2. The out.snps files for each TY2482 vs Query alignment were parsed and SNPs from all alignments extracted into a single file.
3. The GFF annotation performed by BG7 was used to identify putative gene locations and determine whether a SNP would cause a synonymous or non-synonymous change.
4. Only SNPs for which synonymous changes were present were used to generate a pseudo-sequence.
5. The program FastTreeMP was used to generate a tree using generalised time-reversible model (options: FastTreeMP -nucleotide -gtr)
6. The resulting tree can be visualised in MEGA Steps 2 and 3 used custom scripts partly based on work originally performed by David Studholme

Full MUMmer alignments and SNP calls available at http://bio-ruby.ex.ac.uk/ecoli_outbreak SNP table listing synonymous/non-synonymous and gene IDs is available for download here (though it is 270Mb) The following is the phylogeny produced by the above analysis. Highlighted in red are the outbreak strains.

First of all I should point out that Kat Holt's excellent SNP analysis of TY2482 LB226692 and uses some filtering which the analysis here would definitely benefit from, especially given the homopolymer issues Kat noted. http://bacpathgenomics.wordpress.com/2011/06/04/ehec-genomes/. Even with this relatively dirty dataset its reassuring that the results here agree with David Studholme's analysis finding that closest relative is Escherichia coli 55989 NC_011748.

According to MUMmer the TY2482 strain shares 97.23% of its sequence with LB226692. However LB226692 only shares 95.56% of its sequence with TY2482. It is possible there are one or two plasmids lurking there, but it could also be an artefact of the different methods used to assemble these two isolates.
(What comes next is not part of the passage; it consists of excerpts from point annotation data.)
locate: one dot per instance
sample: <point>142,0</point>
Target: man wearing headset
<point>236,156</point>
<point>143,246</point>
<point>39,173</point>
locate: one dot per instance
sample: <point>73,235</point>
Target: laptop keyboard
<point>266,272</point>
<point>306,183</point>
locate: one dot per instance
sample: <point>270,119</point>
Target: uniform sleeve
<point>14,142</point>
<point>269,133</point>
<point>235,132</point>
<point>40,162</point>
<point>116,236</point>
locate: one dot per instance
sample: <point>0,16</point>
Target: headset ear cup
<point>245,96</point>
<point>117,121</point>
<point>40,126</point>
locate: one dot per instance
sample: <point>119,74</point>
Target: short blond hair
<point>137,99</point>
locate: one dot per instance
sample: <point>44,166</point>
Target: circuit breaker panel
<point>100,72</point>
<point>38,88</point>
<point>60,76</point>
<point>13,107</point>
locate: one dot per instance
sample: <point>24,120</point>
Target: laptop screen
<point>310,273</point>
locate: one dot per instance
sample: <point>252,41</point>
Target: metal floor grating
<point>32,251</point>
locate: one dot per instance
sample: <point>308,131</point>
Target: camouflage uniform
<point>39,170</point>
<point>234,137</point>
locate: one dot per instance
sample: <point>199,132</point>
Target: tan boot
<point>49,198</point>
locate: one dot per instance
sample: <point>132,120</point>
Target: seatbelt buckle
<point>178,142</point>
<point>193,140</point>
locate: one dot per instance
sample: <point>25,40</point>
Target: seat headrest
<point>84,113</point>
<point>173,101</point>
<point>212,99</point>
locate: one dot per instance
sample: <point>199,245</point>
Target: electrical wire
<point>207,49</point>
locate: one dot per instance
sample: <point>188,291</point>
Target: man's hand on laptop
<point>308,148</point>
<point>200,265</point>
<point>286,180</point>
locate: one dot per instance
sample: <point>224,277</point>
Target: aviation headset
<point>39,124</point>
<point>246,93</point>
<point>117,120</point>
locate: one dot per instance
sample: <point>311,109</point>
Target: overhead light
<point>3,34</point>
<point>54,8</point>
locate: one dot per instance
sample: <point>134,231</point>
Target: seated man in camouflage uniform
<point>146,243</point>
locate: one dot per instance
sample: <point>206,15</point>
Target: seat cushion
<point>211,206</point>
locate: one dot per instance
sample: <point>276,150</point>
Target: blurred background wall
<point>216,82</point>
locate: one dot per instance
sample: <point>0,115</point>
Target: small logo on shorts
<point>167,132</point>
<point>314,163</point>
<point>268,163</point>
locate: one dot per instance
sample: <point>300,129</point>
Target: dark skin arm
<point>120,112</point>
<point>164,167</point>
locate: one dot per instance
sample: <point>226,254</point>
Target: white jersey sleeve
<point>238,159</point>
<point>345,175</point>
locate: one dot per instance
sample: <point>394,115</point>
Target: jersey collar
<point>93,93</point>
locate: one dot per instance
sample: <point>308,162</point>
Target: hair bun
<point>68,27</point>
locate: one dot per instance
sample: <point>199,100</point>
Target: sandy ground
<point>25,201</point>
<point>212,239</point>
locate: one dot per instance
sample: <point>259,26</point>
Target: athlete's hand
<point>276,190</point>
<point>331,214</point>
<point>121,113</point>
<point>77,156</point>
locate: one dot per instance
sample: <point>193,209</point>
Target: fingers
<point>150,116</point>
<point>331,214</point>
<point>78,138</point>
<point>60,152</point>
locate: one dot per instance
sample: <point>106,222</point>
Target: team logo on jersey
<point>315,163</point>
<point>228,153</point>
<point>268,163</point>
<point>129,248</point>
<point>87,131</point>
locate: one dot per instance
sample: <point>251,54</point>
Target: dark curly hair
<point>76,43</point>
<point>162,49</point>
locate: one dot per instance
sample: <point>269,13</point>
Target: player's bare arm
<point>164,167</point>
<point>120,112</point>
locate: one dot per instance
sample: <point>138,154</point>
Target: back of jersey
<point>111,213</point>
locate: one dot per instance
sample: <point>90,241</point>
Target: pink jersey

The isolates have around 1500 SNPs between them. 1281 are within coding regions and 239 are classified as synonymous changes. This seems a rather high number to me if they are merely different clinical isolates of the same strain but I don't think we have enough background knowledge to really get a handle on how common and/or significant this is. Certainly a good proportion are due to crappy filtering on my part.

The same comparison has been done for each Genbank E.coli genome wrt TY2482.

It may be worth while checking out other closely related species in case cross-species hybridisation has occurred. By trade I am a facility manager and a bioinformatician, rather than a bona-fide pathogenomicist so I apologise if there are any issues I have neglected to take into account or anything which would be obvious to a proper pathogen researcher. Please let me know if you think there is anything clearly wrong with this approach and I will do my best to correct it.

From a bioinformatics point of view its interesting just to see that our current tools/knowledge-set mean that it is quite difficult rapidly pin down exactly what happened to form this strain.

I'll try to look at the differences between the two strains in more detail and perhaps see whether the latest BGI assembly significantly changes anything. It would also be really useful if someone could repeat the above analysis using the raw reads (if the reads for LB226692 become available) and aligning with TMAP, Newbler or some other form of homopolymer aware alignment suite to Escherichia coli 55989. I'd be interested to know if the SNPs identified by MUMmer (when suitable filtered) give comparable results to those called by alignment of the reads to a reference.